With the economic downturn of the last few years,
traditional ideas on retirement have gone out the door. We no longer live in a
world where we work for one company for 30 years and comfortably lapse into
retirement. It’s just not that easy anymore. We’re living longer, medical costs
are higher, and guaranteed retirement income has lowered. There’s too little
money for the numbers of people that need it.
There is always time to recover. You can always get back on
track, but let’s discuss some of the top retirement mistakes.
Retiring Too Early
In general, many people want to retire early, but few are
prepared to do so. Our retirement system is set with an age of 65. You’re
certainly allowed to retire early, but you need to keep in mind you may face
reduced retirement income as well as significant tax penalties.
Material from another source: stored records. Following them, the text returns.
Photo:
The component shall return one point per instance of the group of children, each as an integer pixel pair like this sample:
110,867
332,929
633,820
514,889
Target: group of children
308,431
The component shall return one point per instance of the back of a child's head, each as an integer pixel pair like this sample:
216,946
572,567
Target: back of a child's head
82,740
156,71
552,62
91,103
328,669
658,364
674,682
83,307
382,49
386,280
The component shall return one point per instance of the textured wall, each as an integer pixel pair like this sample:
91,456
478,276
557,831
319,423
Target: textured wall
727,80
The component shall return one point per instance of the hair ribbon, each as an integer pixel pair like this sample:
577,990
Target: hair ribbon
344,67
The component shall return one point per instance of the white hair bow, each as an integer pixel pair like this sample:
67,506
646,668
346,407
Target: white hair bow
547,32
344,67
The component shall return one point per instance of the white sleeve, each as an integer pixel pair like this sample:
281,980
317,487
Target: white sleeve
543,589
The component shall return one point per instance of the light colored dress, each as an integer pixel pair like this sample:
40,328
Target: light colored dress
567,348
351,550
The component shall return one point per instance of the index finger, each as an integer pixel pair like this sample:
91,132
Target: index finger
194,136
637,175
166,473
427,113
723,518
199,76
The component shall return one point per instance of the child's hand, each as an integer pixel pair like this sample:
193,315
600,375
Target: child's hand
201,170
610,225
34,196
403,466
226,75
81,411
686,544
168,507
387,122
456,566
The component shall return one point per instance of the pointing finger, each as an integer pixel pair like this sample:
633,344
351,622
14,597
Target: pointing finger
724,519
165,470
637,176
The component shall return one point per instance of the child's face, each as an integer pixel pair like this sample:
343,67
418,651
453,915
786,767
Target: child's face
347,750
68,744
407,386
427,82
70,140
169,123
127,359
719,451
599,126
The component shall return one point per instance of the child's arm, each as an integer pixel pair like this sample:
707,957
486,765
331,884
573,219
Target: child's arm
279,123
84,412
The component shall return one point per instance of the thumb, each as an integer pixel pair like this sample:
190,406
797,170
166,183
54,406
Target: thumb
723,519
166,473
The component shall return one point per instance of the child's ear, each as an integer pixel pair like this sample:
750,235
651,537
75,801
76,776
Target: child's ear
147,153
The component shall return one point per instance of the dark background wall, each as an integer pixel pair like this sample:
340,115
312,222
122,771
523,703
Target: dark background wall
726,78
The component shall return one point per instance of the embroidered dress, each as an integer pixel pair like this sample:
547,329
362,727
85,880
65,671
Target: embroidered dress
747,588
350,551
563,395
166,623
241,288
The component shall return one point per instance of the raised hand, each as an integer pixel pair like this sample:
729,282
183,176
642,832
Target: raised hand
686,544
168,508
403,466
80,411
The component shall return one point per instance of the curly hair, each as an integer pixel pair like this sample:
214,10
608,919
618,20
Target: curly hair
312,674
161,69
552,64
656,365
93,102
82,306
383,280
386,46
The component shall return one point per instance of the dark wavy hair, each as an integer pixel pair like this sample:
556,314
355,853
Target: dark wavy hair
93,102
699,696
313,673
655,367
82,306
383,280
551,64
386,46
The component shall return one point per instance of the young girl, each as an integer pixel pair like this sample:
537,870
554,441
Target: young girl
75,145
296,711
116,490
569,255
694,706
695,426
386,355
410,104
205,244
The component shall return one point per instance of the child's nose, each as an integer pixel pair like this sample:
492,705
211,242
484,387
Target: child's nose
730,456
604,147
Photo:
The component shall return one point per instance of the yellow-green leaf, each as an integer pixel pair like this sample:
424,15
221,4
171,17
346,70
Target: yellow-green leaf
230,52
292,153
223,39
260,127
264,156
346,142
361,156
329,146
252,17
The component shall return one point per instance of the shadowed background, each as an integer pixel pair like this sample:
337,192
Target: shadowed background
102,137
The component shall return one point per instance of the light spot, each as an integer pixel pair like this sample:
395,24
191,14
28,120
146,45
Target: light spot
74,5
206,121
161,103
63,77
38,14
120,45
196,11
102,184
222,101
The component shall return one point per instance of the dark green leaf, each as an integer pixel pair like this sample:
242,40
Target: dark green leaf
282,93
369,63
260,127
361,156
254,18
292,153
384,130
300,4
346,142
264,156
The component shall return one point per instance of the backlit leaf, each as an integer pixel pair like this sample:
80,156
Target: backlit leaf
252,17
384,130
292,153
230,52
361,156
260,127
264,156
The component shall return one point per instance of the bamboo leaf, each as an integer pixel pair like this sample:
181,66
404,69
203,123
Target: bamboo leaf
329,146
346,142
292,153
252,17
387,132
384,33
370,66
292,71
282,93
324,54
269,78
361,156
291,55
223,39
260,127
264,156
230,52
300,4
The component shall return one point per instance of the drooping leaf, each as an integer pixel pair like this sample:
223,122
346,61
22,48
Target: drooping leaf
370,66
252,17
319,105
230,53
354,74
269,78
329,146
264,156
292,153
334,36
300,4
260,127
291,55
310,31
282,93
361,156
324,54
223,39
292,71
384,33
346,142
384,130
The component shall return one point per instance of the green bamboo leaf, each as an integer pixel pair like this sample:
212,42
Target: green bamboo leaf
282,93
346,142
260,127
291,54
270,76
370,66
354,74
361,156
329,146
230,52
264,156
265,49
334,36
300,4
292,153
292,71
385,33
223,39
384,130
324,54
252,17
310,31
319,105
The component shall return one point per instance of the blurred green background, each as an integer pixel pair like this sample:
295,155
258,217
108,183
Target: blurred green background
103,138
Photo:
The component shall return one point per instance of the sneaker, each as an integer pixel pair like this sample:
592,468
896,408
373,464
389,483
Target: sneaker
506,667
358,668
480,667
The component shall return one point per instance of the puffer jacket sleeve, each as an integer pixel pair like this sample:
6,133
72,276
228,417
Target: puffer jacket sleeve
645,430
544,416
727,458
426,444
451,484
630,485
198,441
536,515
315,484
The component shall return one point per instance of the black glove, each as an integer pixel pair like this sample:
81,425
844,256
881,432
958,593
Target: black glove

You’ll receive full Social Security benefits at the age of
65, but reduced benefits if you retire prior to the age of 65. If you do decide to pull your social
security earlier, an option would be to leave your 401(k) investments to keep
generating that tax-free income for a few more years. If you take from that
401(k) early, the IRS could take an additional 10% in early withdrawal
penalties.
Also, keep your health care insurance costs in mind. If you
retire prior to 65, there will be a gap between when your employer’s coverage
ends, and Medicare begins. Private health insurance is of course available, but
at a considerable fee.
Underestimating Needs
The general rule of thumb for retirement income is that your income during retirement should be 70% of your working income. Retirement usually means more expenses like travel and vacations, and leisure activities like golf. Don’t forget kids getting married, college fees for children and grandchildren, maybe even fees for your parents’ medical care.